Figure 1 is a schematic diagram showing the arrangement of the LPRM inside the core of a boiling water reactor, Figure 2 is a schematic diagram of the LPRM structure and measurement system, and Figure 3 is the similarity law of the neutron distribution shape when the core flow rate changes. Figure 4 is a diagram showing the indication characteristics of four L PR, M on the same string when the core flow rate changes, Figure 5 is a flow diagram showing an example of the procedure for L PR, M abnormality verification. It is a line diagram. 2...LPR, M (local neutron detector), 3.

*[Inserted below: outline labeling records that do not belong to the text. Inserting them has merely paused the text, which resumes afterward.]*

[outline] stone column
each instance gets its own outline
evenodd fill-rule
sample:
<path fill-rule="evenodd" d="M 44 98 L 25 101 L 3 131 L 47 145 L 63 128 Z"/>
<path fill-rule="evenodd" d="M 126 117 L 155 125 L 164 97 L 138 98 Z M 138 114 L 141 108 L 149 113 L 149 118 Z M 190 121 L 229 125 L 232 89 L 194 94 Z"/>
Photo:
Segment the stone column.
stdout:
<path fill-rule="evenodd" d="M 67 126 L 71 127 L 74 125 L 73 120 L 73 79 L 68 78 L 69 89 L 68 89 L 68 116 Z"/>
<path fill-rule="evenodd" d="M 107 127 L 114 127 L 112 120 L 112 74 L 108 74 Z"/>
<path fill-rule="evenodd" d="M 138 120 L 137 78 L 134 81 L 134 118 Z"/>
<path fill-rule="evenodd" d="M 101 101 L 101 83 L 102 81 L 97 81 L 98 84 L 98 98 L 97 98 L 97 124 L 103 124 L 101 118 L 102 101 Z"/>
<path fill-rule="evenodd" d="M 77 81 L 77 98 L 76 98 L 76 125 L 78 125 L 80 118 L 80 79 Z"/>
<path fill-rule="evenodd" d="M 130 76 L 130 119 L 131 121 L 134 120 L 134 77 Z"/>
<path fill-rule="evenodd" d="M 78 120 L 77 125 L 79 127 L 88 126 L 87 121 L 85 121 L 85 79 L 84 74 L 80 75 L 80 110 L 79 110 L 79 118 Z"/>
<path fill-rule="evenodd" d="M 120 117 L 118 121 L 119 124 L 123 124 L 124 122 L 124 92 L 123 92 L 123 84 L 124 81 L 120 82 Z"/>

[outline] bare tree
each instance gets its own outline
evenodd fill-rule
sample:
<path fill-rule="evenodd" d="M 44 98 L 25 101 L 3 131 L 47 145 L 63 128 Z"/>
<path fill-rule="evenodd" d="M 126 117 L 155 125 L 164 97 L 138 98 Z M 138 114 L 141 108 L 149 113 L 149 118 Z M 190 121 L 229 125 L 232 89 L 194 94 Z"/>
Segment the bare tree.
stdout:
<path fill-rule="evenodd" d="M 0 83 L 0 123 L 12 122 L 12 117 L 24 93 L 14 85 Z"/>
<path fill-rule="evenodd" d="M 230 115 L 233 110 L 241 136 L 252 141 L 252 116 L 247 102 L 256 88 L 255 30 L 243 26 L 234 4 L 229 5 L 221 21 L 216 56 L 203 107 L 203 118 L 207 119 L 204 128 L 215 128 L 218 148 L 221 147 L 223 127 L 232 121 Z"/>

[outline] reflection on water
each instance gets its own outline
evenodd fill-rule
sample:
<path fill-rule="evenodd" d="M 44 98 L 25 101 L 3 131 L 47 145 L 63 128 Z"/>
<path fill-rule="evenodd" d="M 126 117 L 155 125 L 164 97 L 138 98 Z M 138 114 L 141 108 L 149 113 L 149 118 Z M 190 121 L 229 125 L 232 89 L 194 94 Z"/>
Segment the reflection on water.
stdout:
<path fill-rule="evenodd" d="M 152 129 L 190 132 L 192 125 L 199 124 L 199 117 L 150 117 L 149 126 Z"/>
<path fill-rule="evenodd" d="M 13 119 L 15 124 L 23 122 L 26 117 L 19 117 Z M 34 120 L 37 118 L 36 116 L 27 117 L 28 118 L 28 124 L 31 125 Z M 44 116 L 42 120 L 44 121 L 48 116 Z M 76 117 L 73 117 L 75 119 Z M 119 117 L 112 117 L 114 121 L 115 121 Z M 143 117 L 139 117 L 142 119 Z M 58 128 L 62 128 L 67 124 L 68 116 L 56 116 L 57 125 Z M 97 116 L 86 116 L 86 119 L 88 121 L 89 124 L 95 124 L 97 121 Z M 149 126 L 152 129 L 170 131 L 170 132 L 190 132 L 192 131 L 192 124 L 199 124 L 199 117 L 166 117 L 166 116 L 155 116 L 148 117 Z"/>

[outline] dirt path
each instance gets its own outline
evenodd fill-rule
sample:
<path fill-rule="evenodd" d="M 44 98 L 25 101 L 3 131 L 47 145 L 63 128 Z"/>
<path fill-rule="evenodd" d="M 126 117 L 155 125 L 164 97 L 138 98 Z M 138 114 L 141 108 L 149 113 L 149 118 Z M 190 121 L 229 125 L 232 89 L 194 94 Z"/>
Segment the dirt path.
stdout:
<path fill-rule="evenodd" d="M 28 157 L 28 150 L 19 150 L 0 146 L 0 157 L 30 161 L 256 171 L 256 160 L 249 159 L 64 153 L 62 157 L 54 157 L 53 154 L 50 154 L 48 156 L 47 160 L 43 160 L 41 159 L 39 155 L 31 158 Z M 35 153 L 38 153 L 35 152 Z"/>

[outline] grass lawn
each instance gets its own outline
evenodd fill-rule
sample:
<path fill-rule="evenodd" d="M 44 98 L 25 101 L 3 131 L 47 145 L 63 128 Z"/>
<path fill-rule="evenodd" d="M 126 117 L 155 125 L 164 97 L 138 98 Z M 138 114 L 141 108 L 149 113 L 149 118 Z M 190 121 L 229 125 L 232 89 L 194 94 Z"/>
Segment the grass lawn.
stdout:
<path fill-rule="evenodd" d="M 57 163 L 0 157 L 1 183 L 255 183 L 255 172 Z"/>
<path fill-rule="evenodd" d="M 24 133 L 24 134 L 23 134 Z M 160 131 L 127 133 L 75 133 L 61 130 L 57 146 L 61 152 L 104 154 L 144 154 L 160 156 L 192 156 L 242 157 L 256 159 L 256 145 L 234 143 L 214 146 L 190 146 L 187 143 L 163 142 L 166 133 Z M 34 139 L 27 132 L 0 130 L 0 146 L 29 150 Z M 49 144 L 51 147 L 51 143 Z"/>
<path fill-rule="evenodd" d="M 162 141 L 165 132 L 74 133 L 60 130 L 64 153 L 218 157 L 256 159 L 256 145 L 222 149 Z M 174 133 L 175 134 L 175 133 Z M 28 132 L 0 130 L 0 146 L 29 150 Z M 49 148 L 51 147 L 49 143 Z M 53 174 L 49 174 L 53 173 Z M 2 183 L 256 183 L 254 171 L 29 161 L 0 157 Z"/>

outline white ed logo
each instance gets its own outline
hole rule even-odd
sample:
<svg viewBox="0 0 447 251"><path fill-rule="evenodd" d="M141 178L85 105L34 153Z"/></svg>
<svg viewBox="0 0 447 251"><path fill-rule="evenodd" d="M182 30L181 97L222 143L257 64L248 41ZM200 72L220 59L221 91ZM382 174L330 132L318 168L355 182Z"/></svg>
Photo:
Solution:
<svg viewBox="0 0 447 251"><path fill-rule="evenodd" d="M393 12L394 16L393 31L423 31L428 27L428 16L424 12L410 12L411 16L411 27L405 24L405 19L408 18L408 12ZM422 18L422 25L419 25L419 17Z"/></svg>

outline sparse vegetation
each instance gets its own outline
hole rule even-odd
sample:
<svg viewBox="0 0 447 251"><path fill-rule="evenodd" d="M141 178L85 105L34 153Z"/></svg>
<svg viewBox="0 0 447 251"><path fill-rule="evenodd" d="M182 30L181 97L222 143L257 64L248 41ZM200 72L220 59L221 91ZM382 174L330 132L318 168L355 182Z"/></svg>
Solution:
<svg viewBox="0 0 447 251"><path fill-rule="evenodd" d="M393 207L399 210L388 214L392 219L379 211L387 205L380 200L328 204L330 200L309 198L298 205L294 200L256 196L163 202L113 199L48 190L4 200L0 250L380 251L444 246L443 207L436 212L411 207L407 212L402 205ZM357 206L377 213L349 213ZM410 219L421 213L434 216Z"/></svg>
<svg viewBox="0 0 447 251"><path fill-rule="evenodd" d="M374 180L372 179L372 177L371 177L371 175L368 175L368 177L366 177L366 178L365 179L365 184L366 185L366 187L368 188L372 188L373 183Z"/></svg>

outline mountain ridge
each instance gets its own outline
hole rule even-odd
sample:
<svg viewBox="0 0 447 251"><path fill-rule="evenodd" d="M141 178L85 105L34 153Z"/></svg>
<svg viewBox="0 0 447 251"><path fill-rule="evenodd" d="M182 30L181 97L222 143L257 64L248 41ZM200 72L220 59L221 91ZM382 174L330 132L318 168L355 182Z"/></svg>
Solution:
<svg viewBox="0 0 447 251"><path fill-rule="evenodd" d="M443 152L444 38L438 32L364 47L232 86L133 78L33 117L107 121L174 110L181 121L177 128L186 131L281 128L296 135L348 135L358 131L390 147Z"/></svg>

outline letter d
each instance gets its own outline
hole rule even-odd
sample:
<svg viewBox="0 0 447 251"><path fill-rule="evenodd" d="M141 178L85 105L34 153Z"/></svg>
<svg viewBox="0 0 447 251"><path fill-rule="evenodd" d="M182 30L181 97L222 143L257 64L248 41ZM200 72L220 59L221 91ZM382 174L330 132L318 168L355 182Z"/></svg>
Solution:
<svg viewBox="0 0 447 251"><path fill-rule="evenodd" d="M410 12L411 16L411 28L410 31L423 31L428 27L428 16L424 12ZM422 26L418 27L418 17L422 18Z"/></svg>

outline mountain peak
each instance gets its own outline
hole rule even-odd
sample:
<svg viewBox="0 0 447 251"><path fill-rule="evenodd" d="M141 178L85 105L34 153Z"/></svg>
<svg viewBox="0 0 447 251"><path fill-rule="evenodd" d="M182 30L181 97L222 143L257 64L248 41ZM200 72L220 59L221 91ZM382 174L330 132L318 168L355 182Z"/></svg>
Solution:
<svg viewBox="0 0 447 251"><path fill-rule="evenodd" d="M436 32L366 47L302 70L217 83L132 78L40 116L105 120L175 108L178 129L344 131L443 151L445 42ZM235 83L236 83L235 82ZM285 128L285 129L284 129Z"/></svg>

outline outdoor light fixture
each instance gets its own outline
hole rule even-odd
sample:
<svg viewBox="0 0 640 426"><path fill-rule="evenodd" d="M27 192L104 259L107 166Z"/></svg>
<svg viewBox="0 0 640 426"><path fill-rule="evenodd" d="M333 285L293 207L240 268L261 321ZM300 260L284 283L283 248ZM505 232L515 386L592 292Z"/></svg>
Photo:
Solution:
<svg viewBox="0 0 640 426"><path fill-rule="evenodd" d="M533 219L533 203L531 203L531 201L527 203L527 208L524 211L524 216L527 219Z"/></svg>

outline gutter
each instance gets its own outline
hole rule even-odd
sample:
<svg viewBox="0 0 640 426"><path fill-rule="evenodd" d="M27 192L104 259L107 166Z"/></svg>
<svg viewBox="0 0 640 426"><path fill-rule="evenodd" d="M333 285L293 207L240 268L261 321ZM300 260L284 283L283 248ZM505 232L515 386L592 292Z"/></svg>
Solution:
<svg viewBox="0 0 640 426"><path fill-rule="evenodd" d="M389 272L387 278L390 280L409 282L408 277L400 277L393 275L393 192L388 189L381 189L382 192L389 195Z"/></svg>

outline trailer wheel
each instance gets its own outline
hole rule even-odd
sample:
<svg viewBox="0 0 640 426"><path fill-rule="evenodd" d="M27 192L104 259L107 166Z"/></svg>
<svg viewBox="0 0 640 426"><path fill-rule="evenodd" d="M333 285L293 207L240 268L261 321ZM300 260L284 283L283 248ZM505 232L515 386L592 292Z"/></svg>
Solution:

...Control rod, 4...String, 11.
... Anode, 12 ... Cathode, 20
...Coaxial cable, 40...Current-voltage conversion amplifier.

Claims (1)

[Claims] 1. Isolines for transmitting and instructing measurement signals from a plurality of neutron detectors arranged three-dimensionally in the center of each nuclear reactor;
In a terminal device consisting of an amplifier and an indicator, different output levels are reached by means of increasing and decreasing the output of each spatial part of the core in a substantially similar manner, and the ratio of the indicated value of the indicator before and after the output change is determined. The ratio of the true neutron flux levels before and after the output change at the location where the neutron detector to be tested is present is determined by the ratio of the true neutron flux levels before and after the output change for a group of neutron detectors that are under conditions substantially fluidly equivalent to the neutron detector to be tested. An abnormality is determined when the estimated leakage current, which is estimated from the ratio of the values and obtained using the estimated value of the gain of the amplifier, the ratio of the indicated value, and the ratio of the true neutron flux level, exceeds a specified value. Insulation resistance abnormality test device for neutron measurement equipment. 2. Select a group of neutron detectors under substantially equivalent fluid conditions based on the radial position, horizontal position, symmetry, and opening degree of the flow distribution orifice installed at the bottom of the core. An insulation resistance abnormality testing device for a neutron measuring device as set forth in claim 1. 3. Claim No. 3, characterized in that when changing the reactor output, the change is made in such a short time that the influence of Zenon dynamic characteristics does not appear significantly, and slowly enough that gamma rays can follow changes in neutron flux. An insulation resistance abnormality testing device for a neutron measurement device according to item 1. 4. A patent characterized in that the influence of gamma rays is corrected for the estimated leakage current using the estimated detector sensitivity calculated from the neutron detector indicated value and the average value of the neutron flux level over a long period of time before the time of detection. An insulation resistance abnormality testing device for a neutron measuring device according to claim 1.